The Hart Reseach poll released by MSNBC today has some interesting findings. Forget the top-line, hypothetical head-to-head match-ups because there’s too much noise in those. Where this poll is good is that it takes the pulse and temperature of a sample of Americans. The sample skews old and young, more higher education, higher income, and liberal, short by 100% for Latinos, and it doesn’t appear that the results were not weighted to conform to the actual population demographics. Therefore, the utility of many of the percentages is weak. However, the numbers and trends within subgroups should be solid enough and the responses to certain questions are if not eye-popping then certainly striking.

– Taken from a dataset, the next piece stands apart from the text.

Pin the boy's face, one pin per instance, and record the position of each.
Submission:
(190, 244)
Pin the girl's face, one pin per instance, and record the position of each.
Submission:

One easy top-line message — The net favorable rating for Planned Parenthood is +16. No major change from the July poll. Don’t know/don’t care dropped from 25% to 22%. Negatives increased from 30% to 31% and positives increased from 46% to 48%. If the GOP wants to go all in on this issue, I say bring it on.
On gay and lesbian rights, 59% say that the country is moving in the right direction.
On more religion and banning abortion, the GOP is on the wrong side.
On marijuana, Sanders and a plurality of the public are standing alone on this.
On the political parties. The Democratic Party scored 12 points higher in positives and ten points lower in negatives than the GOP. Now if only Democrats could figure out how to translate that into House and Senate races.
Obama is plus six positive at 46%. Not bad for his seventh year in office. iirc GWB was scrapping along near 30% at this point in his tenure and his VP was ten points lower than that.
On the candidates.
The Democratic Party nomination has become sort of boring. Cllnton, Biden, or Sanders are close to being equally acceptable to 75%+ of Democrats. Biden and Sanders have made significant gains in the past two months and closed what was previously a large gap between them and Clinton. It would require a totally neutral and well informed person to interpret and say more than that about the results — and such a person probably doesn’t exist. So, we wait another month for the first debate before more can be said. (Note: I’ve refrained from commenting on all the other polls since the last Iowa DEM caucus Quinnipiac poll. The quality of those polls left too much to be desired and external validation was weak. Although the overall trends remained the same: Clinton still leads, Sanders is gaining, and Biden could step into a number two or number three position.)
Lots of stuff happening on the Republican side.
The kiddie table debate can be shut down. Pataki and Gilmore made strides in name recognition, and that mostly increased their “no way” rating. The others saw a decline in their acceptibility and “no way” ratings. Graham is the leader of the pack on “no way” at 67%. Overall, the more they are seen, the less they are liked. (Like Walker?)
Among those at the adult debate, Paul was hurt the most among the remaining contenders. Down nine points in acceptability and up ten points in “no way” which in this poll was 58%. If not for his family presidential election cottage industry, he’d be walkin at this point.
Kasich increased his name ID by 16 points and turned one-quarter of that into favorables and three-quarters of it into unfavorables. At 44% “no way,” he’s not out of it yet, but with his paltry 34% acceptable rating, he’s getting close to that point.
Christie has had a modest recovery but he’s still over 50% in “no way.”
The second biggest loser since July is Cruz. Lost 7 points in favorables and gained 6 points in “no way” — tied with Kasich at 44%.
Huckabee also lost a bit of ground, and like Cruz, his “no way” poll numbers have continuously increased.
Jeb, for the moment, has stopped his slide as acceptable at 55% and “no way” is up to 43%.
Fiorina gained 24 points in name ID and all of that went into her acceptable rating, 61%. Her “no way” stands at 28%. This is like the dream of every politician.
Carson gained 15 points in name ID and 20 points in acceptability to 69%. “No way” for him dropped to 23%. Think about that. 69% of Republicans view Carson as the most acceptable and least unacceptable of the candidates. A black man with zero political experience, no political expertise, and almost wholly ignorant of public policy issues.
Then there’s Trump. Not much change from July. More acceptable than Christie and similarly unacceptable. As acceptable as Huckabee and less unacceptable. Hard pressed not to give credit to Fiorina for putting a big crimp in Trump’s MO.
No projection on when Republicans will “get real” about this election. But they will. As soon as the party insiders (and money bags) agree with the rank-and-file voters on the “electable one.” The GOP voters are signaling their current consensus decision. That decision is more obviously emerging in this national poll, and the same but weaker signal can for the first time be seen in the most recent IA, NH, and FL polls.
How I would describe it is that they’ll take their idea of a GOP version of Obama. Because, above all else, they do want to win, and Obama won twice. Better yet, make it a GOP version of the Obama/Biden ticket.